Our business developer Christina Schönfeld spends a lot of time attending Open Data conferences in Germany. And she’s met the most curious species there: people who know what to do with complex data, confusing websites and bulky words. But what about the rest of the world? Here’s her take on why Germany is missing out on major opportunities.
When attending an Open Data Conference in Germany these days, one might wonder whether the participants have discovered a new type of species. A mysterious species that knows what to do with data. An intelligent species that is able to find treasures on confusing websites and to understand government speech full of bulky words. A species that somehow miraculously takes the CSV and WMS files thrown at it and turns them into beautiful new applications for the benefit of all.
Let me summarize some of the reasons why the Open Data discussion in Germany is missing out on major opportunities.
First of all, I admit that I am biased. I am biased because before I immersed myself deeper into the world of Open Data, I stumbled across a French company called OpenDataSoft. A company that developed a platform because it believes that anyone should be able to publish and reuse data, no matter his or her level of technical expertise. Before I had even seen one single German Open Data portal, I was already familiar with the portals of the Paris region Ile de France or the US-city and county Durham, N.C. I thought this was the standard and also applied to Germany. Boy, was I wrong…
Durham N.C. Open Data Portal
There are over 40 open data portals in Germany – including municipalities, regions and other organisations. Around 30 cities publish open data on some sort of portal, meaning there is a dedicated page on which users find structured data ready to download. This is a good start, for sure, until you realize that this represents merely 40% of all cities with more than 100k inhabitants.
However, what’s even more worrying than the quantity is the quality of some of these portals, not to mention the data they publish. Do not get me wrong: there are amazing Open Data projects of cities like Bonn, Moers and many others. Countless committed pioneers have done a remarkable job in building an ecosystem and pushing the open data topic forward in Germany.
When it comes to a lot of other portals, however, one cannot help but wonder whether the publishers confuse “open data” with “open information.” Just to recap: Open Data refers to machine-readable, structured data. Hence, publishing information in PDF or Word documents does NOT mean Open Data. Publishing largely aggregated data in excel files with multiple sheets does NOT equate to Open Data. Lastly, even the many geo portals providing WMS files without their accompanying WFS files that contain the data points CANNOT be considered Open Data. This would be as if someone took a picture of a map in their grandfather’s atlas and then uploaded it somewhere. How are developers supposed to build anything on top of that?
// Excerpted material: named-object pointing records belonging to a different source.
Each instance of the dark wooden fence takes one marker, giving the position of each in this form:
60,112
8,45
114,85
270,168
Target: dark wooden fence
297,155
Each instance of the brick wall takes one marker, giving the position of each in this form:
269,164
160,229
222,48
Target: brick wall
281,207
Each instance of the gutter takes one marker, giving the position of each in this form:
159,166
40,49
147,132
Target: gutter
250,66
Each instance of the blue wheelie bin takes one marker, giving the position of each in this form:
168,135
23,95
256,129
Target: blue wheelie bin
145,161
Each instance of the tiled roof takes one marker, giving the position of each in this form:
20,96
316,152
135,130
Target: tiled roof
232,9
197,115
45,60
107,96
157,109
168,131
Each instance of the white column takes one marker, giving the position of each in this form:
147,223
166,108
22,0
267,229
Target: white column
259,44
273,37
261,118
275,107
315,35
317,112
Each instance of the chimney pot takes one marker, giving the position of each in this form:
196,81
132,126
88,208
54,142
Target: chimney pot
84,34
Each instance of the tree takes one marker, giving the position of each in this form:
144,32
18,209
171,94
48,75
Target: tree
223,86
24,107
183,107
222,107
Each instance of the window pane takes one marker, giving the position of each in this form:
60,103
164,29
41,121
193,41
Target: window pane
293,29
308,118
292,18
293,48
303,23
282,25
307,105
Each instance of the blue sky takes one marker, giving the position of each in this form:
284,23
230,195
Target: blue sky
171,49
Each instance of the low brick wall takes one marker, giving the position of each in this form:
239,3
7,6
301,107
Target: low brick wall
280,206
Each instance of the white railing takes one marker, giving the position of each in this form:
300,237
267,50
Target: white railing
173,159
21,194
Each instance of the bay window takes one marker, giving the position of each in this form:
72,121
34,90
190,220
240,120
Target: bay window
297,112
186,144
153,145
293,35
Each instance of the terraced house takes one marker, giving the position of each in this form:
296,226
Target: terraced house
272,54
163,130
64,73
Let’s imagine a typical Open Data use case: Alex the developer wants to build a transportation app for her mid-sized hometown in Germany. Today, the process to get the data she needs to build such a service might look like this:
First, she will have to navigate her way through a myriad of bulky sites to find a downloadable file. It might be called something like “Public transp. network cat. Bus_UPDATED_122015” (us Germans love long titles).
She may assume that this file contains the bus timetables for the city centre and rejoices as hardly any public transport providers publish this kind of information as Open Data. She then:
May have to register and outline the reason for her request, or
May be totally in luck and find a CSV file – yeah.
She will then have to download this file
Open it as an excel
Be confused by strange column titles such as “ID_Str” or “Abkr._ref”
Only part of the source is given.